Teresa Bouza Washington, 6 ago (EFE) - O mistério que rodeou a investigação sobre os ataques com antraz de 2001 começou a ser esclarecido hoje depois que um juiz autorizou a divulgação de documentos sobre o caso e o FBI (Polícia federal americana) prestou contas em particular a parentes e afetados.

EFE |

As mais de 100 páginas de documentos que o juiz federal Royce Lamberth colocou hoje à disposição do público incluem várias ordens de revista à casa de Bruce Ivins, um biólogo que trabalhava para o Exército e o principal suspeito dos ataques de 2001, nos quais morreram cinco pessoas e 17 ficaram feridas.

Declarações de amigos e pessoas ligadas ao cientista mostram que Ivins, que se suicidou na semana passada, foi submetido a uma enorme pressão por parte do FBI.

O jornal "The Washington Post" cita hoje um cientista amigo do biólogo, que menciona que, no ano passado, quando o biólogo estava fazendo compras com a família, um grupo de agentes se dirigiu a ele dizendo: "Você matou várias pessoas", e, em seguida, perguntou à esposa de Ivins: "Você sabe que ele assassinou pessoas?".

Além disso, e segundo o mesmo depoimento, o FBI ofereceu US$ 2,5 milhões ao filho de Ivins e o veículo esportivo que ele quisesse em troca de que fornecesse evidências contra o pai.

A citada fonte assegurou que, enquanto a filha do biólogo estava internada, recebeu uma visita de agentes policiais, que mostraram fotos das vítimas do antraz para demonstrar o que o pai da menina "tinha feito".

Por outro lado, nos últimos dias foram divulgados preocupantes relatos da terapeuta que tratava Ivins de depressão e abuso de álcool e soníferos, que o descreveu como um assassino vingativo que tinha tentado envenenar pessoas.

Amigos e ex-colegas do laboratório de biodefesa do Exército de Fort Detrick, Maryland, no qual trabalhava acham que o comportamento foi causado pela pressão a qual teve que suportar.

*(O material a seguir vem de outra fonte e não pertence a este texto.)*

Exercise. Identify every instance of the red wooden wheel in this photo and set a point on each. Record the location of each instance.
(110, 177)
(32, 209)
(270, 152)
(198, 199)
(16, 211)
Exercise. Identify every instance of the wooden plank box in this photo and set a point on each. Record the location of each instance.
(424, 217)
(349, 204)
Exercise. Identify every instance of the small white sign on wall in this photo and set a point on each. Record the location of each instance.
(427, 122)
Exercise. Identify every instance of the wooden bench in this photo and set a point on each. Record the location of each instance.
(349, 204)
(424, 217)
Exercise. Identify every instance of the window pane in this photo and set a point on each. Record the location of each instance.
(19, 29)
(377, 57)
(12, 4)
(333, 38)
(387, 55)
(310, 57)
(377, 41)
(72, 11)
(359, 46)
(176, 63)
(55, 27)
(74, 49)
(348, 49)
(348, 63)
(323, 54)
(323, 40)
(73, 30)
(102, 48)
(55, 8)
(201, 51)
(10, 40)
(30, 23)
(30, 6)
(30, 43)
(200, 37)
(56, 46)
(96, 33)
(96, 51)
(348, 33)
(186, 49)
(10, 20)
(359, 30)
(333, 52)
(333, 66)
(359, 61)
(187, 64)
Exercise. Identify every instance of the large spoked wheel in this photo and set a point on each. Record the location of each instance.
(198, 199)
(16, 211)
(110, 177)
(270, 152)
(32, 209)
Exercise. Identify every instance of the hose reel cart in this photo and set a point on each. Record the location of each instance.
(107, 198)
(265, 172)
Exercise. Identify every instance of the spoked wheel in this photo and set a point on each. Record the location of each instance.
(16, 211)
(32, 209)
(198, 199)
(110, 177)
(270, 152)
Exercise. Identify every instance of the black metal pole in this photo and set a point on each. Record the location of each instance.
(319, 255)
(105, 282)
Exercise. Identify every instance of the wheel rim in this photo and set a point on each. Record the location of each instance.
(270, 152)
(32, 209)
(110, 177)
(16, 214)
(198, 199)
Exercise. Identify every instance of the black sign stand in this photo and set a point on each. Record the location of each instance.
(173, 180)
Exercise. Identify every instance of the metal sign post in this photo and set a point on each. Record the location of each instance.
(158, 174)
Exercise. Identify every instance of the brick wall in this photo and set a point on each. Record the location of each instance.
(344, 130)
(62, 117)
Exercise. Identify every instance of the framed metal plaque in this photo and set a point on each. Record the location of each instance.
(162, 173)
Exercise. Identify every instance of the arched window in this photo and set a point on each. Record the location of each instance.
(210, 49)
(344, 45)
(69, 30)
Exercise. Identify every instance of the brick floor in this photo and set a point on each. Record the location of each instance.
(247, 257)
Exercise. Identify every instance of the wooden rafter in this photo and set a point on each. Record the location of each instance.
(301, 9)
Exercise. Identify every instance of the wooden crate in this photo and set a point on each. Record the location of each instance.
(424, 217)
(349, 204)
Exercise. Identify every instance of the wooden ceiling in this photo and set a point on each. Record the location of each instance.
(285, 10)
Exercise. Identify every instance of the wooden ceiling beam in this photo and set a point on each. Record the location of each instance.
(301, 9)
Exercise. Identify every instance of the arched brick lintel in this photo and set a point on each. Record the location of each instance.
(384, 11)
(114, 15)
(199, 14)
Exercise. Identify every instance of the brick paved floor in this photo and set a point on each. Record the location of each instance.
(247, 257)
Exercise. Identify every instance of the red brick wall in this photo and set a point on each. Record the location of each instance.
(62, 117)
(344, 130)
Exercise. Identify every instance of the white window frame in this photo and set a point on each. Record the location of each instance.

O fato de as autoridades terem sido forçadas a pagar indenização de quase US$ 6 milhões a Steven Hatfill, outro cientista que trabalhava ao Governo, após concluir que a investigação contra ele não se sustentava, não fez mais que alimentar o ceticismo popular.

Mesmo assim, as autoridades insistem em que as provas são conclusivas e dizem estar preparadas para encerrar o caso e tornar públicos os detalhes da longa investigação.

Segundo informação divulgada pela imprensa local, o FBI teria determinado, mediante análise de DNA, que a amostra de antraz utilizada nos ataques de há sete anos era idêntica a uma que Ivins manipulava no laboratório do Exército.

O Departamento de Justiça dos Estados Unidos informou que antes de revelar as citadas provas, era necessário manter uma reunião com familiares das vítimas e pessoas afetadas pelos ataques.

Esse encontro ocorreu hoje na sede do FBI em Washington.

O diretor do FBI, Robert Müller, informou em particular com os participantes sobre uma das investigações mais caras na história da Polícia federal americana.

As vítimas do Bacillus anthracis, uma bactéria que causa a doença antraz, também chamada carbúnculo, receberam correspondência contaminada.

As cartas eram enviadas de Nova Jersey à imprensa de Nova York e Flórida e a legisladores democratas no Congresso.

Os ataques foram registrados pouco depois dos atentados terroristas de 11 de setembro de 2001 contra Washington e Nova York, o que agravou o estado de psicose que já existia no país.

Além disso, implicaram investimentos multimilionários para implementar mudanças no serviço postal americano.

Ivins, um reputado cientista, trabalhou durante 18 anos no desenvolvimento de vacinas contra o antraz.

O biólogo estava sendo investigado há mais de um ano e tinha recebido a notificação de que o Departamento de Justiça americano estava a ponto de iniciar um julgamento contra ele por assassinato.